I used to take every thing personal. If a girl at school called me ugly then I believed her and thought that I was ugly. If someone told me my skin was pale then I’d make sure to do something about it. I would also take positive things personal. I felt myself get high off of compliments. When someone says, “Amy, you have such beautiful eyes”, I feel my dopamine levels rise.
I have been working on this issue for quite some time now. I know I’m not alone in it. Humans tend to be sensitive creatures. I am in the highest spectrum of sensitivity. It helps me marvelously in counseling people because I feel so deeply, but when I’m overly sensitive about matters that have absolutely nothing to do with me, then what? I’m left feeling hurt because someone pointed their negativity in my direction. Just because someone is having a bad day and goes around saying mean things with my name attached to the sentences does not mean what they are saying is true.

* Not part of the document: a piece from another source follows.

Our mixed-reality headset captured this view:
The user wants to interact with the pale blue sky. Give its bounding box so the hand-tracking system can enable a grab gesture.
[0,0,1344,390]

So what have I done to overcome this? First, I recognized that it was a problem in my life. I noticed a pattern of interjecting other peoples energy and moods into my being where they didn’t belong. Then, I started noticing what effect it had on me when I let people do that. I noticed that I lost my serenity and a switch in my brain flipped that made me feel less than others. My confidence would plummet and I’d be left not knowing how to handle the situation. Often times I’d freeze, many times I’d react, and other times I would avoid that person as much as possible.

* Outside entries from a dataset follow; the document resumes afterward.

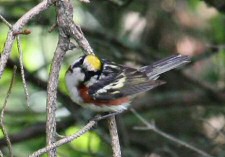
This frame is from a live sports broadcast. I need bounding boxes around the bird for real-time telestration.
[65,54,190,113]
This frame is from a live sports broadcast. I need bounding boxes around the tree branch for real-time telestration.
[0,0,53,79]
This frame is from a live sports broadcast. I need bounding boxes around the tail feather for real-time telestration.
[139,55,190,80]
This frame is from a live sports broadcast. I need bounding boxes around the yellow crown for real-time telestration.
[85,55,102,70]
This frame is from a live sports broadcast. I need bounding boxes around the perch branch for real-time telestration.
[29,120,97,157]
[0,0,53,79]
[108,116,121,157]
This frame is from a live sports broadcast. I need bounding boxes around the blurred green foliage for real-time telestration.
[0,0,225,157]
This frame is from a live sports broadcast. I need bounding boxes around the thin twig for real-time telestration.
[0,0,53,79]
[108,116,121,157]
[16,36,30,108]
[130,109,213,157]
[0,15,12,29]
[46,1,73,157]
[0,66,17,157]
[29,120,97,157]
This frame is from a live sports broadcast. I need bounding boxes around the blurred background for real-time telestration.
[0,0,225,157]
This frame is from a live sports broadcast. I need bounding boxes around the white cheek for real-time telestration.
[86,75,98,87]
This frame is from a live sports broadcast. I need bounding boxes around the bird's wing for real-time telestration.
[89,61,164,100]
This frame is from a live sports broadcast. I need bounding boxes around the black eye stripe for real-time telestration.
[72,56,86,69]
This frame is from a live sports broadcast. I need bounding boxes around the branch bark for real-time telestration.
[0,0,53,79]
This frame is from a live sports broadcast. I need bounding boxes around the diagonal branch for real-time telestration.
[0,0,53,79]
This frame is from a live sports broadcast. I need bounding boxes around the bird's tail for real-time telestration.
[139,55,190,80]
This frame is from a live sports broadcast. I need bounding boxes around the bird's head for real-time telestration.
[67,54,103,86]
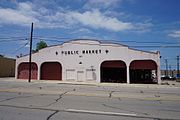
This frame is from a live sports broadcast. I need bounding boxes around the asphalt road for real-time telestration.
[0,78,180,120]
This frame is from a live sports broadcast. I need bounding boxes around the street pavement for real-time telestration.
[0,78,180,120]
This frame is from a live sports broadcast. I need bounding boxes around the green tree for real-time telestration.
[36,40,47,51]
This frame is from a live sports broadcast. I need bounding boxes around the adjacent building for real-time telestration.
[16,39,161,84]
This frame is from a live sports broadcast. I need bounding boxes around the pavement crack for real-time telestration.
[102,104,148,115]
[46,110,59,120]
[0,96,33,102]
[31,91,70,107]
[109,91,115,98]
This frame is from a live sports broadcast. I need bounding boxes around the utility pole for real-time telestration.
[165,59,168,76]
[177,56,180,74]
[28,23,33,82]
[169,65,172,77]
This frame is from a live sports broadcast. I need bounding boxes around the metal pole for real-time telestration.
[177,56,180,74]
[165,59,168,76]
[28,23,33,82]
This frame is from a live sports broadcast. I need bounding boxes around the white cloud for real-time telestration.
[0,0,150,32]
[84,0,122,9]
[69,10,134,31]
[168,30,180,38]
[0,3,38,25]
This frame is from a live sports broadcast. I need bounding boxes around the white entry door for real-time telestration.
[77,71,85,81]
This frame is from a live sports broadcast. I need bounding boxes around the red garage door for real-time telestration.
[17,62,38,80]
[41,62,62,80]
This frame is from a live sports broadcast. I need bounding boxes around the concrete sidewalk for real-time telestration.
[0,78,180,101]
[0,77,180,88]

A book was suggested to me by a friend who is also in recovery called The Four Agreements by Don Miguel Ruiz. The second agreement in his little, miniature, easy-to-read book states: “Don’t Take Anything Personally”. He gives an example of a person walking down the street and they turn to you and call you stupid. They don’t know you so it is about them not you. Unless, he says, you believe that you are stupid and then you agree with what they have said. He says this “personal importance” is the highest form of being selfish because we assume everything is about us. He suggests taping a piece of paper on your fridge that says “Don’t take anything personally” to remind you.

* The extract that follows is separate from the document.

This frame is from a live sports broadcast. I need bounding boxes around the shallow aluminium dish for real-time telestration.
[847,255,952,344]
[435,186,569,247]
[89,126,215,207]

This relates to the AA notion that the core problem of our addiction comes from self-centered fear. Every resentment I have ever had and have worked through doing a tenth step includes [fear]. It’s bracketed because that’s what it says to do in the big book. Usually my fears involve: fear of not being liked, fear of getting fired, fear of failure, fear of being alone, etc. My fears come from taking personally the things people have done that have hurt me. When working through the resentments with my sponsor I have to “cut out their part entirely” and “look at where I am to blame”. This was really hard for me to do at first, but now I see that it’s only through this practice that I have been set free from the power I let people have over my life.
God is the director of my life today. When I try to run the show, or run around hurt because I feel like others took over the show, I have to remember that God is in charge. When I surrender to His will and live from a place of service and love to the people around me, then I feel so much better.